My Neighbor St. Therese

I am the mouth of the little thing, little way, so small it often goes unnoticed, unseen, and when I speak it is like the miracle of a dust mote lit up by sunlight so bright it becomes brightness itself and no room for darkness, not even the clipped apostrophe of a shadow and lighting the air to float and little thing precious but forgotten thing, jewel box spider dead in a day and hollow wisp of straw that sings what it can of brightness, the least part or veined leaf blowing across a rail yard and the smell of creosote, weeds, or lump of coal, anything left behind or discarded and the love that got away to end up nowhere that is somehow still clings to a button, a piece of torn paper, a note card with a recipe on it or a penny shining in the gutter for the little thing and little way is what mows the grass and takes out the trash and makes sure the dishes are put away along with the forks and spoons, little helpmate, little worker bee, little necessary beggar and cripple with pleading eyes and little thing and little way are not seen or advertised, no cameras or mirrors to strut their stuff in front of, little fish, little minnow and the wake it makes is but a breath beat of water and tendril of water beckoning you to some unseen current and I speak of you now at the edge of a whisper that is almost afraid to speak for little thing, little way, little speck of being how close you are to silence and nothingness, how close to broken slat of windmill who gave its life to gust and breeze and little thing, little way, a hand reaching for a door or a hand lifting a teacup or a diaper with careful fingers the petal of you is a tiny, tiny rose that will never be famous, never be sought after as the love you bear and suffer is so small only the stars believe it though others say oblivion, oblivion, but I know your mouth is my mouth and your voice my voice as together we take care of what we can however brokenly and imperfectly, cleaning a kitchen floor on our hands and knees using our tears for water, the smallest cry in the mouth of the smallest thing, offering even the little we are because there’s nothing left of us to give, not even a flower.

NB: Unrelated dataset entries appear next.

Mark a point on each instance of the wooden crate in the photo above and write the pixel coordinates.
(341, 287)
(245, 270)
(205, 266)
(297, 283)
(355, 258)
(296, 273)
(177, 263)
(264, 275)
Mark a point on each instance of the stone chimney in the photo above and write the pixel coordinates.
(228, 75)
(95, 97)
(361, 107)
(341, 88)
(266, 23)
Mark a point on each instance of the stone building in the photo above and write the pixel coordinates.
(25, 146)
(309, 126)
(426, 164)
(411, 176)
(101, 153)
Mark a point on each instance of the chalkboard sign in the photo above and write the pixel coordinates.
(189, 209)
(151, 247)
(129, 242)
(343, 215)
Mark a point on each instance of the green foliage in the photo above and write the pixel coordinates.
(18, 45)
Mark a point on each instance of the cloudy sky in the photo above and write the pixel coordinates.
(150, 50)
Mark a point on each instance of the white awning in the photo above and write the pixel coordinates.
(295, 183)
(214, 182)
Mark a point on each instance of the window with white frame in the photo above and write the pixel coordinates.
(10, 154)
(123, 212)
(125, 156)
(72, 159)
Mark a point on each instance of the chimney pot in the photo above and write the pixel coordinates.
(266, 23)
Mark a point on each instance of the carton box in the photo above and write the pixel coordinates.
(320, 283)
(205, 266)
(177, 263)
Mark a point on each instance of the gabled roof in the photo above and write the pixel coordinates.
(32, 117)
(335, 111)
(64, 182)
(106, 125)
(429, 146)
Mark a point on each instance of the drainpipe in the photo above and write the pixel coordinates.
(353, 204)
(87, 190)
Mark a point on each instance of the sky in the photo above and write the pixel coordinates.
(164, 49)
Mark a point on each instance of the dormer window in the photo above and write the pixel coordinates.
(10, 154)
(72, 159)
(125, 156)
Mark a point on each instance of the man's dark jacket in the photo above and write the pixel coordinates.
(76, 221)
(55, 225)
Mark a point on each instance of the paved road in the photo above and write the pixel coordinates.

When The Stones Abandoned The World

All at once the stones picked themselves up in the barren field and started walking toward the horizon, silent, solemn march of going elsewhere and rose the thrust and the warbler and the startled robin and I could see that the stones were naked but unashamed and wanted to be washed again and rose the wind and the dust and where was the earth going but to another place not of its keening and to watch the stones I felt abandoned and I did not ask the stones why I was being left behind in a land without them and rose the other birds and still others, rooks and crows and turkey vultures and smoke from a distant fire and if you could see the stones moving, if you could see them turning away you would wonder with me if home was a dream we tell ourselves to keep from dying though death is with us always in the smallest things, a moth on the windowsill with its paper wings full of dust, old, faded pictures of loved ones long since gone into the ground or wind, but the stones wouldn’t say anything as they were moving for they had lain prostrate long enough and the whole earth seemed to tremble and shimmer in the wake of the their passing and it was not without its startling shock of beauty—I mean the way the ground burned after them in variegated fire, I mean the heart and quake of it that had its equivalent somewhere inside me as I knew I was being left behind by the most elemental of forces and there was nothing I could do, nothing, nothing, but watch the stones leaving on their steadfast journey and vault of sky above them, changing itself with every drifting cloud to show them how it was done.

Robert Vivian is the author of The Tall Grass Trilogy, Water And Abandon, and two collections of meditative essays, Cold Snap As Yearning and The Least Cricket Of Evening. He’s currently working on a collection of dervish essays called Mystery My Country.